Hoy escribe Gonzalo del Cerro
La divinidad de Cristo en la literatura apócrifa
El dogma de la divinidad de Cristo, básico en la teología cristiana, se apoya en unos argumentos bíblicos, que no convencieron ni a todos ni siempre. La prueba es la facilidad con que surgieron herejías que negaban o ponían en duda elementos esenciales del dogma. A pesar de todo, la iglesia oficial rotuló pronto los componentes fundamentales de la fórmula que proclamaba sin el menor titubeo la divinidad de Jesús. Ahora bien, según la fe proclamada particularmente en el Deuteronomio, Yahvé es Dios y no hay otro (Dt 4, 35; 32, 39). Esa fe del Deuteronomio era admitida como tranquila posesión en los tiempos del Nuevo Testamento y en los cristianos primitivos. Pero la reflexión sobre los hechos cristianos, de la que Pablo fue pionero, estableció la ecuación que establecía la igualdad Yahvé Dios = Cristo.

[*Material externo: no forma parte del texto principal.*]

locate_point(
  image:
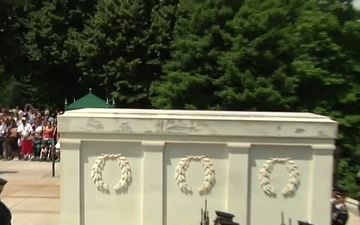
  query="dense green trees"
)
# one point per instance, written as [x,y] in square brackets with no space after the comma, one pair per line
[274,55]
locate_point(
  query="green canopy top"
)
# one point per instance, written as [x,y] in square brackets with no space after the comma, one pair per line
[89,101]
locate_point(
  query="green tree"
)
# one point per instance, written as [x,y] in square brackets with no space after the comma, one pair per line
[201,34]
[123,46]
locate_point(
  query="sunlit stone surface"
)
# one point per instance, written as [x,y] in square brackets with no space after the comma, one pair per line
[153,142]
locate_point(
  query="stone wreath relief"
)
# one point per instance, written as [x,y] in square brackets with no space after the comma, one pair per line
[98,166]
[268,167]
[182,167]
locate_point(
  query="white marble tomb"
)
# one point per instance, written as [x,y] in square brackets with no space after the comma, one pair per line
[156,167]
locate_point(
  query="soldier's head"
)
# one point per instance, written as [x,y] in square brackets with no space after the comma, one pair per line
[3,182]
[341,195]
[334,192]
[224,222]
[224,218]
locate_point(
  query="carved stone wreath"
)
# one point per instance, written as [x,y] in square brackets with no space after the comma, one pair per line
[268,167]
[98,166]
[182,167]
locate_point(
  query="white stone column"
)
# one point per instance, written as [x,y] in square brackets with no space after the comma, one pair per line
[321,183]
[70,178]
[238,183]
[153,182]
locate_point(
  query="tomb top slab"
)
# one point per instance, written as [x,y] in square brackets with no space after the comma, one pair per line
[203,123]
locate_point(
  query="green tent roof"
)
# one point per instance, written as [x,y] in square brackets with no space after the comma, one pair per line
[89,101]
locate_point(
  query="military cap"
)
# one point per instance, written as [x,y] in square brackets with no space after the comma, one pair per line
[227,222]
[3,182]
[224,215]
[304,223]
[335,187]
[342,191]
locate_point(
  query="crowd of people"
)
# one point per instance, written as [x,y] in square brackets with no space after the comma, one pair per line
[29,134]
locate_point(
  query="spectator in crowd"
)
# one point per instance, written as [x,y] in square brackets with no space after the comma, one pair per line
[25,132]
[28,130]
[12,137]
[2,135]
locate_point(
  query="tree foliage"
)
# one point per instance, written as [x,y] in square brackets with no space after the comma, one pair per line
[274,55]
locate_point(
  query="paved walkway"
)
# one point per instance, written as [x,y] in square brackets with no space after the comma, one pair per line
[33,194]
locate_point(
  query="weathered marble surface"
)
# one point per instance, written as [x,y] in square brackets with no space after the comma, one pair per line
[155,141]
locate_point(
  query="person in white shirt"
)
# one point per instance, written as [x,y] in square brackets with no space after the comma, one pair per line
[25,132]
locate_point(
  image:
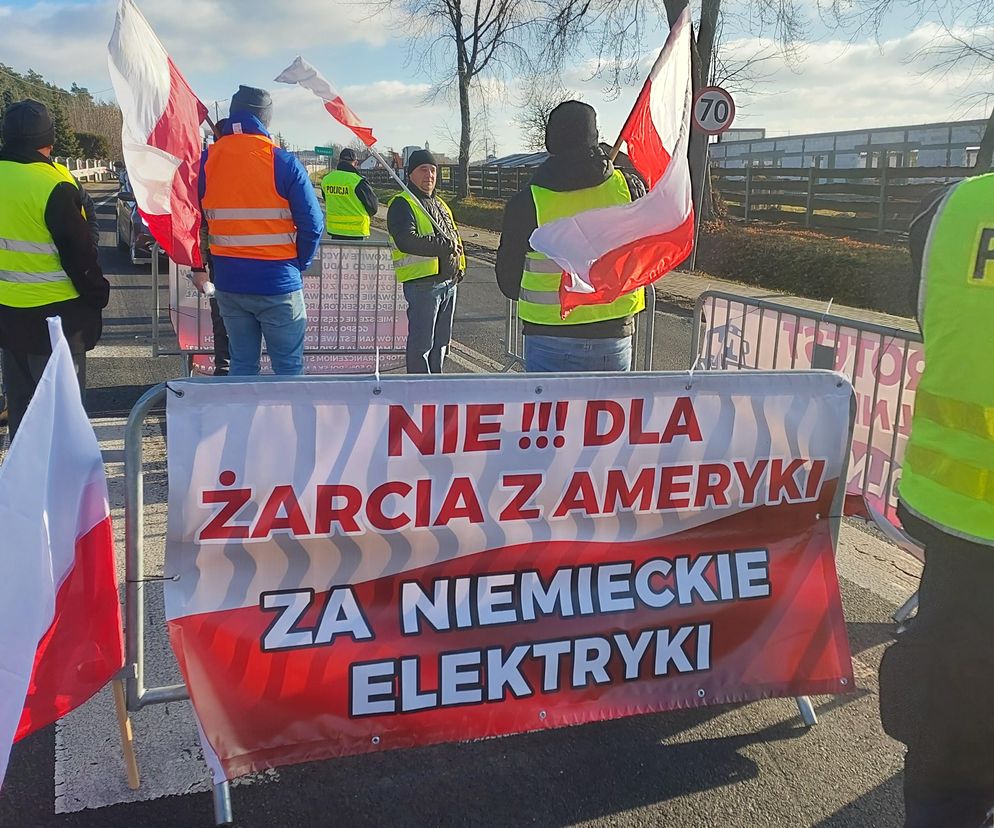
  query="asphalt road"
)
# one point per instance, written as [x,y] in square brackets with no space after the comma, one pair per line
[737,765]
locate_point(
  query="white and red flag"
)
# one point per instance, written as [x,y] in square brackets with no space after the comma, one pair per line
[302,73]
[60,620]
[610,251]
[161,134]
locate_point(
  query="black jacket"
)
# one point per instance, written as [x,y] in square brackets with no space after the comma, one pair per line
[24,330]
[560,173]
[363,191]
[403,227]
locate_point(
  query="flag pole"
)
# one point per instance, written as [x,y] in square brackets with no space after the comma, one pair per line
[127,735]
[621,135]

La denominación del nombre impronunciable e intraducible de Yahvé, que en la Biblia griega de los LXX aparecía siempre como Kýrios (Señor) y en la Vulgata latina como Dominus, la hereda Jesús, que ahora es, sin necesidad de nuevos apelativos, “el Señor”. Como es bien sabido, Yahveh se escribe en la Biblia hebrea sin vocales con el tetragrámmaton sagrado o las cuatro letras consonantes que componen “el nombre” (YHWH). El texto masorético hebreo no usa nunca sus vocales correspondientes, sino que las sustituye por las de Adonay (nombre enfático de Señor) o Elohîm (Dios).
Esto quería decir que Jesús heredaba la dignidad de Dios y que se convertía en el sujeto de todas las actividades divinas consignadas en el Antiguo Testamento desde la creación hasta la venida de Jesús al mundo. El Dios que con su sola palabra había llamado el universo a la existencia, el que había encendido las lumbreras de los cielos, el Dios de los Patriarcas, del Éxodo, de los Profetas, estaba allí, revestido de carne, hecho hombre como “uno de tantos” (Flp 2, 7). En uno de los apócrifos asuncionistas, atribuido a San Juan Evangelista, aparece una escena que describe un diálogo de Jesús con su madre María. Ésta le pide que la bendiga. Y cuando lo hace Jesús, toma María la mano de su hijo y, colmándola de besos, dice: “Adoro esta diestra que ha creado el cielo y la tierra” (Libro de San Juan Evangelista sobre la Dormición de la santa Madre de Dios, XL). En Jesús latían la sabiduría y el poder del Creador. Este apócrifo recoge tradiciones muy antiguas, que pueden remontarse al siglo III o incluso al II.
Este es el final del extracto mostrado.